Brussels: Heavily armed robbers disguised as cops made off with $50 million (37 million euros) worth of diamonds in a spectacular heist on the tarmac at Brussels airport, prosecutors and diamond dealers said Tuesday.
The Monday night robbery at Zaventem airport just before 8 pm (1900 GMT) was “one of the biggest” ever, said a spokeswoman for the Antwerp World Diamond Centre (AWDC), the global dealers’ syndicate.
The raid saw a gang of eight hooded thieves pull up on the runway in two black vehicles with blue police-like markings, Brussels prosecutors’ spokeswoman Anja Bijnens told a press conference.
They forced open security barriers and sped towards a Swiss passenger aircraft about to take off on the runway, forcing open the cargo hold to reach gems that had already been loaded, she said.

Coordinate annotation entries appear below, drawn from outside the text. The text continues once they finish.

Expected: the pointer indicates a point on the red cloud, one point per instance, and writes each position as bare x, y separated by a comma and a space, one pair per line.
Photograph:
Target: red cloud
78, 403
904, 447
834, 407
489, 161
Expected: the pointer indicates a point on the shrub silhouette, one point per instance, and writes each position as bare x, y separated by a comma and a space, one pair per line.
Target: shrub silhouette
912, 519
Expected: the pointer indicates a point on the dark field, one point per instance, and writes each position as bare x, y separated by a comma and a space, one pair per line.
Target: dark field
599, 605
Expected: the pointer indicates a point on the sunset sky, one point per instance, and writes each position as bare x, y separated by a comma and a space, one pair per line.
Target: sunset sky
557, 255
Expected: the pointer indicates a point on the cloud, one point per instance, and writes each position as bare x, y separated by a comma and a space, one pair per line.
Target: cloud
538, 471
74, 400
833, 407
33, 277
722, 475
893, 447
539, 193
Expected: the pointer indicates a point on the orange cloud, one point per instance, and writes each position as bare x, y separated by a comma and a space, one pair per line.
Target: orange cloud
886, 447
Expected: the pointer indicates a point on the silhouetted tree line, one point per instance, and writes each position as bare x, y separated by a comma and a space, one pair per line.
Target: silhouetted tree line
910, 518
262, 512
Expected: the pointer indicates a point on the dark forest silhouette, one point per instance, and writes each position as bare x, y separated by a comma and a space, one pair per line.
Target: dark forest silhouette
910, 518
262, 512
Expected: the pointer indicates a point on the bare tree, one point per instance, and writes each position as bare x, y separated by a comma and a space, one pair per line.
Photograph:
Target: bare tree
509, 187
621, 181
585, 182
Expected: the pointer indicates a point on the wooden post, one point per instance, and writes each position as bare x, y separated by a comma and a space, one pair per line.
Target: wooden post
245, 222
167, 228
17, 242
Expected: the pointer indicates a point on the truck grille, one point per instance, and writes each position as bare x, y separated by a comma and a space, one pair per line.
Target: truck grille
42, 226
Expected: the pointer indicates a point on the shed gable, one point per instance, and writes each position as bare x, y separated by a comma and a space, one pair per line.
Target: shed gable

Bijnens said the thieves were wearing police uniforms and carrying machine guns, adding: “They wanted to pass themselves off as cops.”
They seized at least 120 packages, which was only a partial haul from the shipment, she said.
Amazingly, “no shots were fired and no-one was injured,” Bijnens said of a robbery that was over “within minutes.”
She said the thieves made off at high speed through the same gap in the security cordon they had opened in front of unsuspecting ground staff and travellers, adding that the passengers on board the plane “saw nothing” and that the aircraft, bound for Zurich, did not leave Brussels.
The Swiss air company said the plane was on a regular flight operated by its partner Helvetic Airways.
According to the AWDC, the global diamond business is worth more than $60 billion each year.
Some $200 million worth of stones move in and out of Antwerp every day, the spokeswoman added.
The diamond community was “shocked by the brutal heist,” said Caroline De Wolf of the AWDC in a subsequent statement. She said traders want “additional security measures” implemented at the airport.
In February 2005, some 75 million euros worth of diamonds and jewels being shipped to Antwerp were stolen in a KLM vehicle at Amsterdam’s Schiphol airport.
But the record for a theft of diamonds was in Belgium, in February 2003, when 100 million euros worth of stones were nabbed from the vault of the Antwerp Diamond Centre.
Asked to comment, Brussels airport spokesman Jan Van der Cruysse said: “There are very clear and very strict international security standards and we stick strictly to them.”
Neither the prosecutor’s office nor the AWDC official would give any details as to whom the shipment belonged. The prosecutor’s office said the packages contained mainly diamonds.
The AWDC said the haul was worth $50 million dollars.
One of the vehicles was found afterwards completely burnt out near the airport, the spokeswoman for the prosecutor’s office said.
A specialist Belgian prosecutors unit dealing with organised crime is “pursuing all lines of enquiry,” Bijnens said, and is collaborating also with Swiss authorities.
“This was not a random robbery,” she stressed. “It was well-prepared — these were professionals.”
Belgian Justice Minister Annemie Turtelboom was on hand at the airport as the investigation gathered pace.
There are more than 4,500 diamond dealers in Antwerp, the hub for a worldwide industry going back at least 500 years, and more than twice as many jobs dependent on the trade, the AWDC said.
Eight in 10 of all rough and half of all polished diamonds are traded in Antwerp, they added.